Thank you, Mr. Chair.
I think it's important to distinguish between accrual-based accounting, accrual-based budgeting and appropriations, and the issue of trying to make the best long-term economic decision around acquiring certain accommodations, which is the job of the real property sector in Public Works and Government Services Canada.
Certainly the extent to which we introduce accrual information in the entire budgeting and expenditure cycle biases decisions towards longer-term thinking, which I think supports what Public Works and Government Services Canada is doing in a general sense.
That said, the economic analysis they do does not really involve a lot of accrual accounting. They may be able to tell you more about how they do their economic analysis, but it's more of a life-cycle costing that they do. Over the life cycle of a building, the difference between accrual accounting and cash-based or near-cash-based accounting is not significant. The question of economics becomes more a question of cashflows.

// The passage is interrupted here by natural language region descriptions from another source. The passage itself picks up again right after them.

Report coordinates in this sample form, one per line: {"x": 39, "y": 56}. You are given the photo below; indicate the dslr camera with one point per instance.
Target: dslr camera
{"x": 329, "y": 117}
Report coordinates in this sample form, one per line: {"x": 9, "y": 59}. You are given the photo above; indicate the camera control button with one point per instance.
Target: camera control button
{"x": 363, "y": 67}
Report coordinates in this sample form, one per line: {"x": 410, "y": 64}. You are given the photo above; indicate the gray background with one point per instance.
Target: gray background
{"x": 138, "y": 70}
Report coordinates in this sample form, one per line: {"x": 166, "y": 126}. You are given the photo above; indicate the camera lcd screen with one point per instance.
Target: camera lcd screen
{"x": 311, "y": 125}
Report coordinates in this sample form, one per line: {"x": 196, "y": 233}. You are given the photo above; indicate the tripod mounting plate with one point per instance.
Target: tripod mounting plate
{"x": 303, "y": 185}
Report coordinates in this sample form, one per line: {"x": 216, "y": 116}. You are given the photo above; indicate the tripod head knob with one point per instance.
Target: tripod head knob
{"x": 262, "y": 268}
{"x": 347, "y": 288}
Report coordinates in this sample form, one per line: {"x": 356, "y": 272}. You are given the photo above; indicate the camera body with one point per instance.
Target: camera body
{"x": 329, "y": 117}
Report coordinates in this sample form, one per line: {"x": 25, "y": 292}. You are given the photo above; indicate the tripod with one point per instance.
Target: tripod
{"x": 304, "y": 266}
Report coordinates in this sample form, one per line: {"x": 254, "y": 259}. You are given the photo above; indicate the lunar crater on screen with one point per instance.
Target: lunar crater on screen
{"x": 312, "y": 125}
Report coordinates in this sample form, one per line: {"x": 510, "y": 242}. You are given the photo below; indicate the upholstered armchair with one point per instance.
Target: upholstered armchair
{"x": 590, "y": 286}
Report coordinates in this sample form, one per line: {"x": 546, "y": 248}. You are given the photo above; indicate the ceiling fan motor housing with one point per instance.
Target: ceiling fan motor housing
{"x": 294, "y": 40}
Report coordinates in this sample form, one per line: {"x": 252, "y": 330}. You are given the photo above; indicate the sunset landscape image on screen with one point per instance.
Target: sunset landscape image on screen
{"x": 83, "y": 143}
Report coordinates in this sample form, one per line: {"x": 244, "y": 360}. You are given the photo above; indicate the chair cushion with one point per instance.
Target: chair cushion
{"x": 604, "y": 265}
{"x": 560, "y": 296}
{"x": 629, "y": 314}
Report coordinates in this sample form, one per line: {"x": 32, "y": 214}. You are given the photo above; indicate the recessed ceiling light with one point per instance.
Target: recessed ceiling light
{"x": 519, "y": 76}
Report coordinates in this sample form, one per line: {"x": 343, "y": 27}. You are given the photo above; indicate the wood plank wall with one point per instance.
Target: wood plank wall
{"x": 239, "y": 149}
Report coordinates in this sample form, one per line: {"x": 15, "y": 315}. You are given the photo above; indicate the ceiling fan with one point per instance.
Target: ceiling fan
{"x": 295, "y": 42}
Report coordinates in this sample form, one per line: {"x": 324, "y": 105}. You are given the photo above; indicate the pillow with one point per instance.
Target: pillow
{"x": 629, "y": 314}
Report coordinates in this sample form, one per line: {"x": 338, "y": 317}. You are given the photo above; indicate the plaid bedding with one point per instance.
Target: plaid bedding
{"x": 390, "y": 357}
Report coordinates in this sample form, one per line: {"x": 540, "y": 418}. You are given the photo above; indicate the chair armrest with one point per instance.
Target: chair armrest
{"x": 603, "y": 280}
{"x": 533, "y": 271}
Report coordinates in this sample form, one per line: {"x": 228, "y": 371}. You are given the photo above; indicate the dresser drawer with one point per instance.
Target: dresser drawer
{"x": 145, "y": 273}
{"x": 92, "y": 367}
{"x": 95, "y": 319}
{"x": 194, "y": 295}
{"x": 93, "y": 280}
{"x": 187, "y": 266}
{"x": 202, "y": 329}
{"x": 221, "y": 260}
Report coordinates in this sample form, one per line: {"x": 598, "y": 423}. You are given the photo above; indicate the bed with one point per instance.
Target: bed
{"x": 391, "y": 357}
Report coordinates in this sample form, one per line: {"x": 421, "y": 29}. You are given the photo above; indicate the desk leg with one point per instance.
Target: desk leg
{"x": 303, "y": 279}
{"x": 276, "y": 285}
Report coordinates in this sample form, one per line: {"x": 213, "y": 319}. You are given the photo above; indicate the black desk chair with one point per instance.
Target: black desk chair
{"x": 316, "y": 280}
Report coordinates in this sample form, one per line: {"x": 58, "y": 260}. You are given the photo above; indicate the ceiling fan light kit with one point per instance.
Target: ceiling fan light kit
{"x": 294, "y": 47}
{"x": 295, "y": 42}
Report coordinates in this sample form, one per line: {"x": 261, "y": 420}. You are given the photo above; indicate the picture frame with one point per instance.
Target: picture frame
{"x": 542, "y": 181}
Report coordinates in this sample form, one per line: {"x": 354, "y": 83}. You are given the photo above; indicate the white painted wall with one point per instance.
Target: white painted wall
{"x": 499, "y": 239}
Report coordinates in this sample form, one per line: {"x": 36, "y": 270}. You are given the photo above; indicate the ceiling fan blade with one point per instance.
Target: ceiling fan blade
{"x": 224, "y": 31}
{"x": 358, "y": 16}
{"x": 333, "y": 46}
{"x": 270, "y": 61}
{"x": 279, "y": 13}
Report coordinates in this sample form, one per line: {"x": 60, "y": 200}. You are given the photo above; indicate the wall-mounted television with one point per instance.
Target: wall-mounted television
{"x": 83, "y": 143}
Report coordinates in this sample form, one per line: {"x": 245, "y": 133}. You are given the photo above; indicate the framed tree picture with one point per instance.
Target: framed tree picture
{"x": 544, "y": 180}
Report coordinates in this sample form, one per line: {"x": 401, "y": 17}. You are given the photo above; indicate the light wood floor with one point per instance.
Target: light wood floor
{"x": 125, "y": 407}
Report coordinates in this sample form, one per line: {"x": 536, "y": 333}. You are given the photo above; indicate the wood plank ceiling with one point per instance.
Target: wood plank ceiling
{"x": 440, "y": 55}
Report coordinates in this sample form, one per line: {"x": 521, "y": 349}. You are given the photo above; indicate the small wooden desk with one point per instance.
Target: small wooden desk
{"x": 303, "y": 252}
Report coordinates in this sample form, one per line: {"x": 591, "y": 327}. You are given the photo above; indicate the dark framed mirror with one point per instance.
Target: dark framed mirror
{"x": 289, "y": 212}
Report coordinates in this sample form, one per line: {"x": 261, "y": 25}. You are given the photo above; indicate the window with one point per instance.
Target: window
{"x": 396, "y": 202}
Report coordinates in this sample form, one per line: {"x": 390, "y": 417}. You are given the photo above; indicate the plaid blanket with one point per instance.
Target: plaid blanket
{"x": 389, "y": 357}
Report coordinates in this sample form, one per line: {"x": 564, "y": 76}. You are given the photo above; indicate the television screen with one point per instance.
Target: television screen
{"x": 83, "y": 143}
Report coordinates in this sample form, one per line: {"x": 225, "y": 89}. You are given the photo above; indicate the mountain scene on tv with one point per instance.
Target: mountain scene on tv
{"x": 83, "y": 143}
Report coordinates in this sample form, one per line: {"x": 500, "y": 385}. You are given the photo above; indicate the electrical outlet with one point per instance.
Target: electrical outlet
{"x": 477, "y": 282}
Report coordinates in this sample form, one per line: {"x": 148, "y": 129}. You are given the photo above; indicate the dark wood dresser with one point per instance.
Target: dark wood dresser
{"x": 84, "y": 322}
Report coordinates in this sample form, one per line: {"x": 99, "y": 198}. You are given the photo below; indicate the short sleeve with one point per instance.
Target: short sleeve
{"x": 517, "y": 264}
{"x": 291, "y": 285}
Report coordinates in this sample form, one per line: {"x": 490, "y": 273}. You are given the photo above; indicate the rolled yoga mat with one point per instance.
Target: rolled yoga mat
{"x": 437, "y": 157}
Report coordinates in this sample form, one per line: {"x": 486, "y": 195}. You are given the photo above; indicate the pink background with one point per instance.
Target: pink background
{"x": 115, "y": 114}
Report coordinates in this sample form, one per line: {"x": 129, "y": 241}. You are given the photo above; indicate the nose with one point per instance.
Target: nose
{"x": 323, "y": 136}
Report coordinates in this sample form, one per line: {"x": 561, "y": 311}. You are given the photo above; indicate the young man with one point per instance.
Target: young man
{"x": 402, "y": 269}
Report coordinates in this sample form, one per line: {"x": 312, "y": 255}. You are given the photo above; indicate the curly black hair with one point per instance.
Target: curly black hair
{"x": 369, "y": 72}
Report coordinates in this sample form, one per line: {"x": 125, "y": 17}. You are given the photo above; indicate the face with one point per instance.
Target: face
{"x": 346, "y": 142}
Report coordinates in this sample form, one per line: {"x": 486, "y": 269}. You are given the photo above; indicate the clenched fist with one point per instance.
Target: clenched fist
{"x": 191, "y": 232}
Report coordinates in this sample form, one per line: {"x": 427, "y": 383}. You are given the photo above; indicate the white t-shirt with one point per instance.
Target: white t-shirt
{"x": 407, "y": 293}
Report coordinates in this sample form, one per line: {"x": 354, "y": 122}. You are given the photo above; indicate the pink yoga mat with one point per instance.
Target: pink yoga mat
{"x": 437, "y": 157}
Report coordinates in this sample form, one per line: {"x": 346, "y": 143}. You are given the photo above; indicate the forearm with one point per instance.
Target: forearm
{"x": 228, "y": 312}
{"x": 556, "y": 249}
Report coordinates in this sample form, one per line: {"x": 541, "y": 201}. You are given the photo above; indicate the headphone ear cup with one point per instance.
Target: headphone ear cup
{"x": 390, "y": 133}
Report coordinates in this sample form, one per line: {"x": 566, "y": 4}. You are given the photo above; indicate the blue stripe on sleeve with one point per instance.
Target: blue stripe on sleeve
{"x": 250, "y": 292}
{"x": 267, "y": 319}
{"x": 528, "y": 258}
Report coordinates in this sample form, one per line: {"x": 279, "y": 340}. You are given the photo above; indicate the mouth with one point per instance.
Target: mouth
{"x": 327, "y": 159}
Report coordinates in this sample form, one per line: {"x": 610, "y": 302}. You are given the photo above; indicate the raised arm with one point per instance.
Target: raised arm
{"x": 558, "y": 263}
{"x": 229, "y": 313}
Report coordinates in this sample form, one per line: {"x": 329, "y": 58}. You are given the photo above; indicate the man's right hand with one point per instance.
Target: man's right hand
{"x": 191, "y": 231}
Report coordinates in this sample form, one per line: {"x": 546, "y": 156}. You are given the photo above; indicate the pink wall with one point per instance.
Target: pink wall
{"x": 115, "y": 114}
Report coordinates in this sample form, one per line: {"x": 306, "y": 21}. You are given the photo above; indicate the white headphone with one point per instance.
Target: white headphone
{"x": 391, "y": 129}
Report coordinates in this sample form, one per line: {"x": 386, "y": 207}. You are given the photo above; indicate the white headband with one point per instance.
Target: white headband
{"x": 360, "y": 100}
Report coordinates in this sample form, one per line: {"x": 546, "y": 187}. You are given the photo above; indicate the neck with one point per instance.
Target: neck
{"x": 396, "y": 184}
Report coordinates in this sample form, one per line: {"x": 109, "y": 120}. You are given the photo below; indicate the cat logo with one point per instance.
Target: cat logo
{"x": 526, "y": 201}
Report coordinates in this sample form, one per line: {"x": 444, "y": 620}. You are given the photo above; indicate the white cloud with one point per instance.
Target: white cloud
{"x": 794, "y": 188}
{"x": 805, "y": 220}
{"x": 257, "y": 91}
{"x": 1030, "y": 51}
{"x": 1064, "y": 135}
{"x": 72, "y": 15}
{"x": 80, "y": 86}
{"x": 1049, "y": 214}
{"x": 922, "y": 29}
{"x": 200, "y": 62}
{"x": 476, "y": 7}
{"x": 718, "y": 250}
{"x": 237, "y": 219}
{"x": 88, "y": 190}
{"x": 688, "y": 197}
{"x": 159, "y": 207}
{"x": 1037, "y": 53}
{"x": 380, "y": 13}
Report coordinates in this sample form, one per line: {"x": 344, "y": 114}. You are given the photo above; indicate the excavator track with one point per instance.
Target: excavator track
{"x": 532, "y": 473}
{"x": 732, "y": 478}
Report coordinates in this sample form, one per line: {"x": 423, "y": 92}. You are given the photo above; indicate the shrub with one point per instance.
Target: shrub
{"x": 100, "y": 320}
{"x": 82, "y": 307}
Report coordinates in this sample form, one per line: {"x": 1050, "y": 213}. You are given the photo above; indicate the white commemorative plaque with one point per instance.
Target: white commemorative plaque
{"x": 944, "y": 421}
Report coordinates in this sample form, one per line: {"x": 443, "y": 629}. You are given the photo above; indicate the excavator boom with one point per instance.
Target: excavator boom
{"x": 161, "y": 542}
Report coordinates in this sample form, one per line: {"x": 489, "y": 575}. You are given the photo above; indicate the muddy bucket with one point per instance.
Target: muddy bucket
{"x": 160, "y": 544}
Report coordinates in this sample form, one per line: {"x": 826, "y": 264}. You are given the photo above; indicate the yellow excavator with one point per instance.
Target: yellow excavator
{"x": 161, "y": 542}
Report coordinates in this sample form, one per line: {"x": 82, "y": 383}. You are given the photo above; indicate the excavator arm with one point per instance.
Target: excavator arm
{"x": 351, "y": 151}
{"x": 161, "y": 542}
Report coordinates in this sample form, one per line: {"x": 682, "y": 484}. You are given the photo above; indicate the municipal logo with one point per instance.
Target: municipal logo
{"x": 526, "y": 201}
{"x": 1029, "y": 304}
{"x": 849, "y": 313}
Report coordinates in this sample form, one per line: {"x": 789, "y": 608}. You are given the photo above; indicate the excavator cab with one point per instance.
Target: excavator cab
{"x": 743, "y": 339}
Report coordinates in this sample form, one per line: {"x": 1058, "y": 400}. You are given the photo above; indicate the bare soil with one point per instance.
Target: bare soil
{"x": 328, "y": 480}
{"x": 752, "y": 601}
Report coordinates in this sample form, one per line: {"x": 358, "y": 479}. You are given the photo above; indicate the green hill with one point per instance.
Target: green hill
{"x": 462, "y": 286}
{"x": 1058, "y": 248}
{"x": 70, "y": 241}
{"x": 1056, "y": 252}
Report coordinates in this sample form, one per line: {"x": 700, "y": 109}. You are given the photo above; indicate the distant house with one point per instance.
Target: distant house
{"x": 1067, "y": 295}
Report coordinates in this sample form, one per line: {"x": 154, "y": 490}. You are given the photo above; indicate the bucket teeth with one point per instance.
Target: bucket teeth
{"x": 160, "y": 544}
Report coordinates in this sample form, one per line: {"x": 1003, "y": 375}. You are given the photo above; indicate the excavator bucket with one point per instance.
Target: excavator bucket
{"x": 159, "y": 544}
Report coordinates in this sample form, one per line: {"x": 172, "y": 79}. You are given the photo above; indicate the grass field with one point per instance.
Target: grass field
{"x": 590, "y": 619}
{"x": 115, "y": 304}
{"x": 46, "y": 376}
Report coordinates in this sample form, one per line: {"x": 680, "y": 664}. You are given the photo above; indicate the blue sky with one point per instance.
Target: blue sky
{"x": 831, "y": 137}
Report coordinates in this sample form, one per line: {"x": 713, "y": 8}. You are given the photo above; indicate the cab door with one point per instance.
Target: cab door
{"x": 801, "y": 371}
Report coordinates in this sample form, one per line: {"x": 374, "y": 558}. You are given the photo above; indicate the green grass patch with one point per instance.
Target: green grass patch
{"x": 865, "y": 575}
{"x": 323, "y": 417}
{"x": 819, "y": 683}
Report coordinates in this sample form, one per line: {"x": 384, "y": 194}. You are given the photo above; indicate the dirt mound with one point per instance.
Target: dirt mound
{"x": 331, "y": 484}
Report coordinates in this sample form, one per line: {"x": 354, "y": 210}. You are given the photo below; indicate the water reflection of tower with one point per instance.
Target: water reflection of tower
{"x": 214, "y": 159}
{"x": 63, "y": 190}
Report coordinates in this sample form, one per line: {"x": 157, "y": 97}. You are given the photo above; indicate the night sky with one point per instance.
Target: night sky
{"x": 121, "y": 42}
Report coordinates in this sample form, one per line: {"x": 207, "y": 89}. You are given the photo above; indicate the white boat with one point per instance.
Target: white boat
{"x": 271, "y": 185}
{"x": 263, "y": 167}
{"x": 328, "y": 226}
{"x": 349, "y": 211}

When the decision has to be made as to what approach is to be taken in a specific time period--a specific year, today, tomorrow--other issues come into play in addition to the economic analysis. That's when things get a little bit difficult. It becomes a question of whether the budget is available in a particular appropriation to do a particular transaction, one way or another. Other things come into play on these decisions as well, as you've heard around the table here this morning.
In sum, the decisions themselves get a little more complicated than just the straight economics.